The turmoil in the banking sector has thrown the spotlight on to the market for single-name CDS, which act like insurance and pay out if a company defaults, making them closely watched as an indicator of a company’s financial strength.
Answering a question about Friday’s share price fall at Deutsche, Enria said the CDS market was “very opaque, very shallow and very illiquid”. He said there should be “more transparency” in the CDS market by shifting trading to central counterparty clearing and it should be examined by the Financial Stability Board, a global regulatory body.

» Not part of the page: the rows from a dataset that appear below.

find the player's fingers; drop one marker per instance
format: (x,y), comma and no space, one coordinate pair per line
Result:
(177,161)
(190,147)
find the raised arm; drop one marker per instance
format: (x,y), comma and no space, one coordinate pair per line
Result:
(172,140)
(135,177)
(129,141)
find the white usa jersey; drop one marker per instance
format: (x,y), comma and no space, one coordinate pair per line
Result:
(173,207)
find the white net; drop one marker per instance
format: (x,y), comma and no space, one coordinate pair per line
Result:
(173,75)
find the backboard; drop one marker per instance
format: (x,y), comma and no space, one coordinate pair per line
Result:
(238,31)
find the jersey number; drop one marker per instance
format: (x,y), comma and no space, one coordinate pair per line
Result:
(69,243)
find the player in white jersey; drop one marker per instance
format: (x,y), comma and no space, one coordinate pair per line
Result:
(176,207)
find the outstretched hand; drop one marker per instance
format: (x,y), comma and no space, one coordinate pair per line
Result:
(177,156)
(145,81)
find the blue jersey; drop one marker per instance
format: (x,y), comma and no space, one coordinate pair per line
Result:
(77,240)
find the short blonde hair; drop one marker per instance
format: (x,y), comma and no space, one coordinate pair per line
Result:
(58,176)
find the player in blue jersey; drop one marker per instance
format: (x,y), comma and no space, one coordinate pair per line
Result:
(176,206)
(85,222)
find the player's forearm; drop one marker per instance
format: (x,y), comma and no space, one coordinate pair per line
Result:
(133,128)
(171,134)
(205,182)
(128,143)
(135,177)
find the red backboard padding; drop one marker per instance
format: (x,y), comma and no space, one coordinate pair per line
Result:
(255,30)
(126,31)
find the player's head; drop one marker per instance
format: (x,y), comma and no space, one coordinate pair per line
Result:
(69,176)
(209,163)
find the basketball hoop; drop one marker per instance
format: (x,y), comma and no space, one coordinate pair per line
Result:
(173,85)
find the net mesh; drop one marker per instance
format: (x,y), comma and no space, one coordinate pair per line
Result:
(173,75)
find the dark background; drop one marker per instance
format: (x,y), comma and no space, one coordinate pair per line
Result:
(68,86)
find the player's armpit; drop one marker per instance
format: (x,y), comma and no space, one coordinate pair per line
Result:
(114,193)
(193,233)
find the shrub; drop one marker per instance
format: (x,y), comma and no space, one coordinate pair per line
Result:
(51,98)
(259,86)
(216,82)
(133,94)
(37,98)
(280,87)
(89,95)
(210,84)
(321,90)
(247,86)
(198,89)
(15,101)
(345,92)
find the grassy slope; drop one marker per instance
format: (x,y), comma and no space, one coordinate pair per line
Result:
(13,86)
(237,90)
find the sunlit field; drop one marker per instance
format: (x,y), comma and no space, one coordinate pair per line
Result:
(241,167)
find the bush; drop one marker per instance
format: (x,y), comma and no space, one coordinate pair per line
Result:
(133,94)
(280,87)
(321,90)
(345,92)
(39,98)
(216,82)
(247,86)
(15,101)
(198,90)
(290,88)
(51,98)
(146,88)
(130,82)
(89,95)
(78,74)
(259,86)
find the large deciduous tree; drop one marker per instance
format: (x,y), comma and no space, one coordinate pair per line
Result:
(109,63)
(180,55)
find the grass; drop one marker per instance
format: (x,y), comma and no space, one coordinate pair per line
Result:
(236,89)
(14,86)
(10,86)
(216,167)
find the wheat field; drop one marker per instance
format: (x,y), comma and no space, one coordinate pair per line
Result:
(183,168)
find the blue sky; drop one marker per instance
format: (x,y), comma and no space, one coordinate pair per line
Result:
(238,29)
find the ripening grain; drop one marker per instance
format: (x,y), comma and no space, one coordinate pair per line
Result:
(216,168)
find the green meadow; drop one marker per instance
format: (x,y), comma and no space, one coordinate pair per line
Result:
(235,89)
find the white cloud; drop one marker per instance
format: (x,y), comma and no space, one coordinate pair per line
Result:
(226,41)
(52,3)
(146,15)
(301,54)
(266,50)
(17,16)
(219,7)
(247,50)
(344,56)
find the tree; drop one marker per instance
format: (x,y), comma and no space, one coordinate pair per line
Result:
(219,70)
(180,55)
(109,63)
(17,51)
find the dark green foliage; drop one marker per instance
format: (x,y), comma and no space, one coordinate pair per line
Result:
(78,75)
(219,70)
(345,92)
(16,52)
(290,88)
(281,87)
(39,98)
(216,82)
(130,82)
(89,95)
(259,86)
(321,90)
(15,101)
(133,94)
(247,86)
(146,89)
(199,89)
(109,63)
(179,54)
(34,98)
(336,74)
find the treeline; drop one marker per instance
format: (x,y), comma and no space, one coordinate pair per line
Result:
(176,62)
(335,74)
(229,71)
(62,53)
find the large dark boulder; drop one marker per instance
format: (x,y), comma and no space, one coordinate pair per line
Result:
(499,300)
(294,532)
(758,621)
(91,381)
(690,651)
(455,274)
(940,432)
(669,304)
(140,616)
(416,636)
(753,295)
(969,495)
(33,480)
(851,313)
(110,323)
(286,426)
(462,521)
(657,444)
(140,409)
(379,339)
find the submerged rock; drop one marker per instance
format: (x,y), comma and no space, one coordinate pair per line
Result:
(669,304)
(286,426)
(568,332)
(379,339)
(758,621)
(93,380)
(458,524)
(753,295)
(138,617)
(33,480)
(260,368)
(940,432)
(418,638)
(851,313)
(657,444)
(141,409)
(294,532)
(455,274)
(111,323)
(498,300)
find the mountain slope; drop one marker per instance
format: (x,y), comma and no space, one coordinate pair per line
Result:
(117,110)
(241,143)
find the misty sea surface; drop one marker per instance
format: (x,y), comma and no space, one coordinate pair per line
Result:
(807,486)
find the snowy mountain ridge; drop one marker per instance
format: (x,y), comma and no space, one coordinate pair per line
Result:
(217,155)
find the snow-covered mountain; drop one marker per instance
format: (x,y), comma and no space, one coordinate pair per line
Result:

“For instance, having these types of markets all centrally cleared, rather than having all these . . . opaque transactions going on somewhere, where you don’t know who is trading, I think that would already be great progress in this market,” he said.
Deutsche shares fell as much as 14 per cent on Friday, prompting German chancellor Olaf Scholz to reject comparisons between the country’s biggest bank and Credit Suisse, which was forced into the arms of its rival UBS in a weekend rescue deal. Shares in Deutsche have since partially recovered, but remain down a fifth in the past month.
The derivatives are thinly traded — in the final three months of last year there were on average only nine trades per day in Deutsche’s CDS even though it is one of the most traded, according to the US’s Depository Trust and Clearing Corporation, which runs a swaps data repository, although it is unclear how often they were traded this month.